[Date Prev][Date Next][Thread Prev][Thread Next]
[Date Index]
[Thread Index]
- Subject: Re: Load large amount of data fast
- From: Sean Conner <sean@...>
- Date: Sun, 17 Oct 2010 06:13:24 -0400
It was thus said that the Great Alexander Gladysh once stated:
> Hi, list!
>
> Apologies for a lazy question, I have not done my own homework.
>
> I've got a large file (3M entries, 250 MB) with data.
> Each entry is one line with a small Lua table:
>
> { foo = 1; bar = 2; baz = 'text' };
>
> (Actually, there are two different entry formats, but that does not matter.)
>
> I need to load this data fast enough. (Faster than several hours that
> my original loader runs on LJ2, and it still had not stopped.)
>
> So, if you know an implementation than ad-hoc unoptimized one below,
> please share.
Under the assumption that you could either generate the data as an actual
Lua script, or massage the data into a Lua script, I generated a file with
3M entries that looks like:
res = {}
function init()
table.insert(res,{ foo = 1 , bar = 2 , baz = 'text1' })
table.insert(res,{ foo = 1 , bar = 2 , baz = 'text2' })
...
table.insert(res,{ foo = 1 , bar = 2 , baz = 'text4094' })
table.insert(res,{ foo = 1 , bar = 2 , baz = 'text4095' })
table.insert(res,{ foo = 1 , bar = 2 , baz = 'text4096' })
end
init()
function init()
table.insert(res,{ foo = 1 , bar = 2 , baz = 'text4097' })
table.insert(res,{ foo = 1 , bar = 2 , baz = 'text4098' })
table.insert(res,{ foo = 1 , bar = 2 , baz = 'text4099' })
...
table.insert(res,{ foo = 1 , bar = 2 , baz = 'text2999999' })

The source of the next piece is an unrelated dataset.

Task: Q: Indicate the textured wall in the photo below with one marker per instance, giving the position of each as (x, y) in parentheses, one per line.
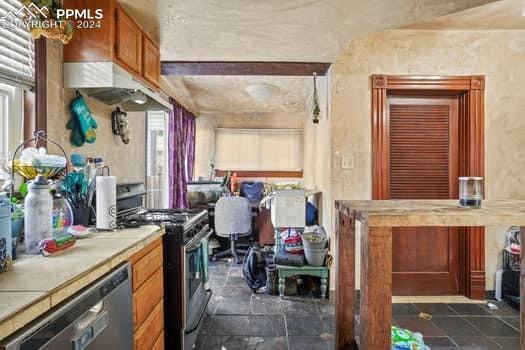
(127, 162)
(499, 55)
(204, 146)
(317, 152)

table.insert(res,{ foo = 1 , bar = 2 , baz = 'text3000000' })
end
init()
Each time init() is defined, 4,096 records are inserted into res. I limited
it to 4,096 because LuaJIT 2.0.0-beta2 (the version I currently have
installed) has an even lower limit of constants per function than Lua and
found (for my own huge script) that a limit of 4,096 works fine for both
LuaJIT and Lua.
I then ran lua and luajit over this file and timed the results:
[spc]lucy:/tmp/foo>time lua data1
real 0m32.067s
user 0m29.807s
sys 0m1.747s
[spc]lucy:/tmp/foo>time luajit data1
real 3m21.539s
user 0m25.572s
sys 0m18.276s
Yes, LuaJIT did worse than Lua. Some more data:
Computer: Intel(R) Pentium(R) D CPU 2.66GHz (dual core)
1G RAM (low I know)
Linux 2.6.9
Lua: 5.1.4 with all patches applied
LuaJIT: 2.0.0-beta2
Script to generate data file:
MAX = 4096
local file = io.open("data1","w")
file:write("res = {}\nfunction init()\n")
cnt = 0
for i = 1,3000000 do
if cnt == MAX then
file:write("end\ninit()\nfunction init()\n")
cnt = 0
end
file:write("table.insert(res,{ foo = 1 , bar = 2 , baz = 'text" .. i .. "'})\n")
cnt = cnt + 1
end
file:write("end\ninit()\n")
file:close()
-spc